O texto foi elaborado por integrantes do Ministério da Justiça e Segurança Pública, com apoio técnico de especialistas em combate ao crime organizado. Entre os principais pontos estão o endurecimento de penas para líderes de organizações criminosas, maior rigor no bloqueio de bens e contas financeiras ligadas a atividades ilícitas e ampliação de mecanismos de cooperação entre forças policiais estaduais e federais.

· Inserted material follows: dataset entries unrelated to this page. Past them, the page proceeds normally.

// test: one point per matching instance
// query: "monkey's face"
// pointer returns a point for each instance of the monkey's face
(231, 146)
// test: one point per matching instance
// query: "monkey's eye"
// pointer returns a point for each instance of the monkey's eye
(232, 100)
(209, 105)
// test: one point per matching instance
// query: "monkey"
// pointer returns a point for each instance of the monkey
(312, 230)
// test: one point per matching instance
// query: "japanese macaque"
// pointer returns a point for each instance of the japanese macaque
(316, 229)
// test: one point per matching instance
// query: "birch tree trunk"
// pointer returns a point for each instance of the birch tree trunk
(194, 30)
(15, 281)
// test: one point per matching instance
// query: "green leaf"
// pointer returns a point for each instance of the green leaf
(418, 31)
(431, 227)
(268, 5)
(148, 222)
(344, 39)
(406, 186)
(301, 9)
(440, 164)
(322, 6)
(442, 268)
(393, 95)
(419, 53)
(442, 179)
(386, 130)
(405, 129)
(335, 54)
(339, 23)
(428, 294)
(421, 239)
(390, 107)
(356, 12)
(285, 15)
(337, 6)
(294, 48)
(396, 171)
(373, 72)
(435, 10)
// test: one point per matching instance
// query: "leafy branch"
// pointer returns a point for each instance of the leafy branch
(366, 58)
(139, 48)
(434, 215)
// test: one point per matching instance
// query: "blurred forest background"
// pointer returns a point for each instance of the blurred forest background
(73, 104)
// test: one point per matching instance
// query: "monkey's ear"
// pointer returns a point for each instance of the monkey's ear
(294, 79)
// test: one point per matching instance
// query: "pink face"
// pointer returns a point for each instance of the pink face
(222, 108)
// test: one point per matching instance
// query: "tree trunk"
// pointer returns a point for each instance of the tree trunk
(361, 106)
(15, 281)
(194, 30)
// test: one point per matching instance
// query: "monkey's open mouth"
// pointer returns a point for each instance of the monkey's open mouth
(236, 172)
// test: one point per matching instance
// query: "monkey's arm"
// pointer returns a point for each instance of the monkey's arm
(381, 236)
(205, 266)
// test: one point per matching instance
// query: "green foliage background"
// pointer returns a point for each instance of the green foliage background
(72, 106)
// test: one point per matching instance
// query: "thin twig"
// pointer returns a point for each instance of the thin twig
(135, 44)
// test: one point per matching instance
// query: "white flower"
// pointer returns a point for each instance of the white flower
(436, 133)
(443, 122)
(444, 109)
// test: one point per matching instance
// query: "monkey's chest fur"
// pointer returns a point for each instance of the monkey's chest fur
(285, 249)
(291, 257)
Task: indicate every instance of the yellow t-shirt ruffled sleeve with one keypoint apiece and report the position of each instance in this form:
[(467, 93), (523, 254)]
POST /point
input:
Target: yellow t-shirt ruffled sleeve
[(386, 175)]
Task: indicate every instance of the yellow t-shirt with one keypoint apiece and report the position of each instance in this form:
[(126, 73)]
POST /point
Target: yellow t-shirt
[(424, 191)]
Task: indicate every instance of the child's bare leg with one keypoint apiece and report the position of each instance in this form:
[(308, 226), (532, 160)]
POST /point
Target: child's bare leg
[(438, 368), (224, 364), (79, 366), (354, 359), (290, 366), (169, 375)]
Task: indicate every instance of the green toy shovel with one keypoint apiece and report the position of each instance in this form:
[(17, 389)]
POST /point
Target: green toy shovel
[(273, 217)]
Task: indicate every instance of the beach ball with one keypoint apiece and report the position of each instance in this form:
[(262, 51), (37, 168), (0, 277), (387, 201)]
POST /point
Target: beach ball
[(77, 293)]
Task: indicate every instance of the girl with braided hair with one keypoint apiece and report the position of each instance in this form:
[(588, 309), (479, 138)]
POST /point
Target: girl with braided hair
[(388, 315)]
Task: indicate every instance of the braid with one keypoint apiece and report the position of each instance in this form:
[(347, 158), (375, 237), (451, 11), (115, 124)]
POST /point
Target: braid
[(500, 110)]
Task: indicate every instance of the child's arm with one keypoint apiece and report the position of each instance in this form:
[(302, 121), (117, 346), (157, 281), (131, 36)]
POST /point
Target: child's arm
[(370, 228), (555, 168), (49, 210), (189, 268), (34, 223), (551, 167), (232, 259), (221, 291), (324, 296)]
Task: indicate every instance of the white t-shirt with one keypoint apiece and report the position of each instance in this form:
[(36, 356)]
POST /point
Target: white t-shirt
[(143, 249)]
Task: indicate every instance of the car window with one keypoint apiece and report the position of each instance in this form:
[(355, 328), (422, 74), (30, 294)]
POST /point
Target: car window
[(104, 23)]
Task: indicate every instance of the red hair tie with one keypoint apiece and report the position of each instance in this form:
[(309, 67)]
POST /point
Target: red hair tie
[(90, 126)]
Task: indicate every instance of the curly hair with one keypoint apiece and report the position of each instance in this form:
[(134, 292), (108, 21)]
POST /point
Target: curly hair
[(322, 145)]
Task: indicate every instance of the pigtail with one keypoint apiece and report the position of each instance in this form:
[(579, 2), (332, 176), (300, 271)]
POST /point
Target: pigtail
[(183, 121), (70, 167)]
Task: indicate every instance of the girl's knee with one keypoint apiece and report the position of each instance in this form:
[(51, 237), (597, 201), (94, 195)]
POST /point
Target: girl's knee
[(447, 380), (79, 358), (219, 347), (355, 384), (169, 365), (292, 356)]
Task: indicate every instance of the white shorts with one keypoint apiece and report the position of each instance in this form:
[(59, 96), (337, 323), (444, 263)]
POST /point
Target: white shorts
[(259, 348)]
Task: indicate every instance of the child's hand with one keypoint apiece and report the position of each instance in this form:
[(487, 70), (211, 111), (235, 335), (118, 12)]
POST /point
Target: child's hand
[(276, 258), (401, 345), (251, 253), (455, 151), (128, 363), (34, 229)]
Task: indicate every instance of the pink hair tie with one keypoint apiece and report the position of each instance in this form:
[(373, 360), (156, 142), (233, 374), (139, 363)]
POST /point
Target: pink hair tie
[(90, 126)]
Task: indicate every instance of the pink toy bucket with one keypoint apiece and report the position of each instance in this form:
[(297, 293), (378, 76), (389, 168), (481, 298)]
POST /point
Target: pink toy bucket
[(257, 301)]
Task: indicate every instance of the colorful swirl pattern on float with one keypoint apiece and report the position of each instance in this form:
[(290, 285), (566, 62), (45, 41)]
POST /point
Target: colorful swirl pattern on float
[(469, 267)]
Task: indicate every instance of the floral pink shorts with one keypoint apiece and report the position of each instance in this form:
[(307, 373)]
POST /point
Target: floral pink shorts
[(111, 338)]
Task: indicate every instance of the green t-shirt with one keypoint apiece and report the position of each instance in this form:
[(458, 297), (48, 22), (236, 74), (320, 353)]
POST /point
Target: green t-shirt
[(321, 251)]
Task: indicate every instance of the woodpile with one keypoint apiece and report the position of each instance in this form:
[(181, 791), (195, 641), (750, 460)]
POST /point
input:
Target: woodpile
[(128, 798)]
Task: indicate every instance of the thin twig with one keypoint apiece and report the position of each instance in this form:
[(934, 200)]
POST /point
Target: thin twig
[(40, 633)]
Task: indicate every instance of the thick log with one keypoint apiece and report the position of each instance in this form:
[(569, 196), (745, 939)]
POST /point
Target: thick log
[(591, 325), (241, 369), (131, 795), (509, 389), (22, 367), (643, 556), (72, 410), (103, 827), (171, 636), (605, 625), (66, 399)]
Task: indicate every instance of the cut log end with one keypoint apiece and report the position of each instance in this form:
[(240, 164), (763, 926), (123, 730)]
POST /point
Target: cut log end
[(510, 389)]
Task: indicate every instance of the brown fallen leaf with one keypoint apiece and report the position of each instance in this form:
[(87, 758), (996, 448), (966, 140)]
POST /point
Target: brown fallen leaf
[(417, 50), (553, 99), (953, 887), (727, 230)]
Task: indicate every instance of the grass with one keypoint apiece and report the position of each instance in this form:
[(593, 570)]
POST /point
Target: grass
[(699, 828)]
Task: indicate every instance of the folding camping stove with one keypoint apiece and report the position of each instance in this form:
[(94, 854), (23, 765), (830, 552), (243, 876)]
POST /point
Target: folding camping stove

Além disso, o projeto prevê mudanças na legislação para facilitar a identificação e punição de integrantes de milícias, que têm forte atuação em regiões urbanas, principalmente no controle ilegal de serviços como transporte, gás e internet. A proposta também inclui medidas para reforçar a inteligência policial e o monitoramento de movimentações financeiras suspeitas.
A urgência na decisão ocorre por conta de prazos políticos e estratégicos. O governo quer evitar que o tema perca força no Congresso e busca alinhar o texto com líderes partidários antes de sua tramitação oficial. Parlamentares da base aliada defendem rapidez na aprovação, enquanto membros da oposição cobram ajustes para evitar possíveis abusos de autoridade.
Nos bastidores, a avaliação é de que o projeto pode se tornar uma das principais bandeiras do governo na área de segurança pública, especialmente diante do avanço de facções criminosas em diversas regiões do país. A expectativa é de que a decisão presidencial ocorra nos próximos dias, definindo os rumos da proposta no Legislativo.
Caso seja aprovado, o pacote poderá representar uma das mais amplas reformulações no enfrentamento ao crime organizado no Brasil nos últimos anos, com impacto direto na atuação das forças de segurança e no sistema de Justiça.